Technically, I was. But there had not been ONE blood test done. I have extreme absorbancy problems which I told them about, and it was never even considered. When I go to a new GP I always mention that and they always check with a medication. The only response was to 'take more'. My system has random absorbstion (from colitus) but the more just made me feel like a zombie. When the 'doctor' won't listen then what do you do?

I backed myself out completely. My other medical concerns which were not theirs got better. If I need something for anxiety now and then I take ONE St. John's Wort. I still have mood swings and get up and down, but not severe, and controlled by controlling my environment.

I also had cataracs on both eyes which required surgery when I was on meds. Seems one of the meds causes them, and they grew very very rapidly like the drug indiced type. The so called doctor never said to quit after the first. The info on the drug you can dig up on the companies site red flags it if there is even a history of them or woresening vision.

My medical doctor discovered the liver function was dangerously off too, as were several other things. She agreed to me backing out the pills.

She was a real doctor.
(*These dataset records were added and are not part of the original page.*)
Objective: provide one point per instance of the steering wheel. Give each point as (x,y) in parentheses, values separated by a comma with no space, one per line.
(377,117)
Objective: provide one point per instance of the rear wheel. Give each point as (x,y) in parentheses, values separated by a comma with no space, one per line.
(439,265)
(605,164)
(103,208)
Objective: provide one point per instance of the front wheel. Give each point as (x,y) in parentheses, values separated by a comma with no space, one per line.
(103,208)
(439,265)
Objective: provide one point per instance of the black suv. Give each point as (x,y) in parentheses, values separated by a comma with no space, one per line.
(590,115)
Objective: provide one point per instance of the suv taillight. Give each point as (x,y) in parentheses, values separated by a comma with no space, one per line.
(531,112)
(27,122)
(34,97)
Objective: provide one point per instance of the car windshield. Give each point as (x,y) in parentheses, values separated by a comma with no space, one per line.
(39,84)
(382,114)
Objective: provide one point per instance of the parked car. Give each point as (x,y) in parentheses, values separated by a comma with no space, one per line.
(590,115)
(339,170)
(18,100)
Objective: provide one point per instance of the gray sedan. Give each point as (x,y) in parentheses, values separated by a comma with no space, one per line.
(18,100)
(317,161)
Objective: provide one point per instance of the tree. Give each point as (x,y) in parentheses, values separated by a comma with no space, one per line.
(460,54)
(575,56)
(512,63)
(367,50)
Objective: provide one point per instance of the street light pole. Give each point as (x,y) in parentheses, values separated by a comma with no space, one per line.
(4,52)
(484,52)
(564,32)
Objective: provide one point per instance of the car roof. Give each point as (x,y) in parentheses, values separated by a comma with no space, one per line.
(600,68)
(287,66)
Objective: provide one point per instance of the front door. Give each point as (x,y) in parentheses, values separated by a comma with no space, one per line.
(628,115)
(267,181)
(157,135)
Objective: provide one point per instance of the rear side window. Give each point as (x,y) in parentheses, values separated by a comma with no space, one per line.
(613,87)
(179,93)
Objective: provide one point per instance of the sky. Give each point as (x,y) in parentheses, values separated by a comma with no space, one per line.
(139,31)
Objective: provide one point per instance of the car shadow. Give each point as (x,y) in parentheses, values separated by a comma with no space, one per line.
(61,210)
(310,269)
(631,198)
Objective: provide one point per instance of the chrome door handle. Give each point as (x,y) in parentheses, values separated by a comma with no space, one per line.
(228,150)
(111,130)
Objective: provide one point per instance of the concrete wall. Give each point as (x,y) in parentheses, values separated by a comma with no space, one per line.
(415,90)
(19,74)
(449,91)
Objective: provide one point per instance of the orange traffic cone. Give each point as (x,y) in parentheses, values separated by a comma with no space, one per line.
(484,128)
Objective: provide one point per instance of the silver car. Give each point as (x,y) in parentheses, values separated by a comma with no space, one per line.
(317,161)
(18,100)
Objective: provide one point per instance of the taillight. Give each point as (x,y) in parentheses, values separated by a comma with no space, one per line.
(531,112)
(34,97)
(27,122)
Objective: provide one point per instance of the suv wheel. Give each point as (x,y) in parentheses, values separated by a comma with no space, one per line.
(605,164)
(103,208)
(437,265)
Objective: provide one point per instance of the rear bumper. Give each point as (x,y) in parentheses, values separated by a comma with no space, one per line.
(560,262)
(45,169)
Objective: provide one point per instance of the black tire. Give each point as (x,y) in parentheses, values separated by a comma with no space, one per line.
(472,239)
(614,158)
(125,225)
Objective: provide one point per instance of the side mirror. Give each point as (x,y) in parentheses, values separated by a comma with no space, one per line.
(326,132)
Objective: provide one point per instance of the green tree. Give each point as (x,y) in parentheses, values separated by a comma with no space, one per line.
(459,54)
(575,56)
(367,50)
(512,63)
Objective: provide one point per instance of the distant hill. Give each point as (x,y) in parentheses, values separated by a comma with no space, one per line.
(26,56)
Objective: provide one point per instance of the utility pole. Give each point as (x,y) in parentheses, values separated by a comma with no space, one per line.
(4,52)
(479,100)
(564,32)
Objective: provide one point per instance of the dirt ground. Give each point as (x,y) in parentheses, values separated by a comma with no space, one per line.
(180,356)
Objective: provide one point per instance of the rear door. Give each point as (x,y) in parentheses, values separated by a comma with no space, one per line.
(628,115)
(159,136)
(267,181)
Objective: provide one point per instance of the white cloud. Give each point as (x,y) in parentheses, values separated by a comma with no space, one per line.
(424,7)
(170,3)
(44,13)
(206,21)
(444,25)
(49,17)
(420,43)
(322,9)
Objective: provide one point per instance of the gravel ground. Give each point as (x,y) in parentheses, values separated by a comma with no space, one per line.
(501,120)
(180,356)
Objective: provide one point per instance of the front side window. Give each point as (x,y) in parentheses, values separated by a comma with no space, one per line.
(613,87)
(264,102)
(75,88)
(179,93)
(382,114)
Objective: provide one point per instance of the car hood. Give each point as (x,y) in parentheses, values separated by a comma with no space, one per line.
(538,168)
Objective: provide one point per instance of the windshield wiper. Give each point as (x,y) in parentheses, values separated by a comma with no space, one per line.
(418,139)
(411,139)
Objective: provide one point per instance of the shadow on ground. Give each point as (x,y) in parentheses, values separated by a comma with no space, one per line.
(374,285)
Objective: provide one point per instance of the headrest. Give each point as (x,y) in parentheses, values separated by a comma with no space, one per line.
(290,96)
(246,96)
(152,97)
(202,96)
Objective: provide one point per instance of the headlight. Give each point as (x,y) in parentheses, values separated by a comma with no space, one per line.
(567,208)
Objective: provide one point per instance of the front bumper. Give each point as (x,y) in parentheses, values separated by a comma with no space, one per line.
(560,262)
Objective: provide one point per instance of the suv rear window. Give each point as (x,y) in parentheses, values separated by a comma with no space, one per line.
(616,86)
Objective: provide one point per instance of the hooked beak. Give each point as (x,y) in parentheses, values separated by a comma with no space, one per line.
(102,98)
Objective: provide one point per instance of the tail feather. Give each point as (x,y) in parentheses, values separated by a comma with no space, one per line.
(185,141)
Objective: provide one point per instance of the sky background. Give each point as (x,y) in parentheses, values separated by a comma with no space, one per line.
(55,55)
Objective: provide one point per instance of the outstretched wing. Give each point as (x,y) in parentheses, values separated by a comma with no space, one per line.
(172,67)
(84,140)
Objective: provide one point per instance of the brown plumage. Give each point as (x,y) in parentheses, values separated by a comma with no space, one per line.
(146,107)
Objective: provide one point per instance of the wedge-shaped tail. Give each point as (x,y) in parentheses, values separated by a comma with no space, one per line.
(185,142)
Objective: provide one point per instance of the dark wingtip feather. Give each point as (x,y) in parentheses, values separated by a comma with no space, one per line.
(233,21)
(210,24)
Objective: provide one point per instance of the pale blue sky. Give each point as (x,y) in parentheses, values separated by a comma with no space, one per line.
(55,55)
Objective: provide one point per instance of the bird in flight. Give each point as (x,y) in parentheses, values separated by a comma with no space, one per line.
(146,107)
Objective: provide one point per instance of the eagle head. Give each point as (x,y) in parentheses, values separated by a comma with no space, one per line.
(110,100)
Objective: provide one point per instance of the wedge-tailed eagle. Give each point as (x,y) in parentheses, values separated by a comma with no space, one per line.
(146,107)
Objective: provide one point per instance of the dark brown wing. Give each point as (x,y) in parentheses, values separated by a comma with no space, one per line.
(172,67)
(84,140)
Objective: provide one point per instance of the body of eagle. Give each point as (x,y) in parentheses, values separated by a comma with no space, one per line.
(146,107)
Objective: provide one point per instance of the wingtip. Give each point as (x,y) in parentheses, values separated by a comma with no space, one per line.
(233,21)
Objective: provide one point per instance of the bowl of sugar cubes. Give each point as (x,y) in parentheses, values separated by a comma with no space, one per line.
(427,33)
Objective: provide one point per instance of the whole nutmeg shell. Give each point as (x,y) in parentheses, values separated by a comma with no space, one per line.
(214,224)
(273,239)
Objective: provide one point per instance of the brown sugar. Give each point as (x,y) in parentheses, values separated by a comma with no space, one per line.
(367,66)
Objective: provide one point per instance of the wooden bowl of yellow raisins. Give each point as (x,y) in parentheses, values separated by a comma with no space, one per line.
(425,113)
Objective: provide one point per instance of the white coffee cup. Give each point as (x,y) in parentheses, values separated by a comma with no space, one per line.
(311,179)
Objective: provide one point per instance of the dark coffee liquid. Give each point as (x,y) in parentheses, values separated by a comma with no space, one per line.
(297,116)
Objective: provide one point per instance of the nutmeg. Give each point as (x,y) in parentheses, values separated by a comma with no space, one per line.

If the other one with his little perscription pad wasn't, whatever his diploma said. He should have been asking the questions and ordering the blood tests. When I showed him the liver test he actually said it wasn't important.... the official rules say this should be tested twice a year and the meds discontinued if there is a problem.

Their head psych doc wanted me to try this one drug and after looking it up it was clear that as a result of medical conditions I should not even try. He actually lost his temper and yelled that I was a bad patient. I remained calm and resilute. No, I was a patient concerned for MY own health.

So I'd still say see your medical doctor and have them run the tests the psych type may well not have bothered with. All of them too. And if there is a tiny concern see if your medical doctor will officially state their view on record they put with yours both locations. Just in case there's later problems.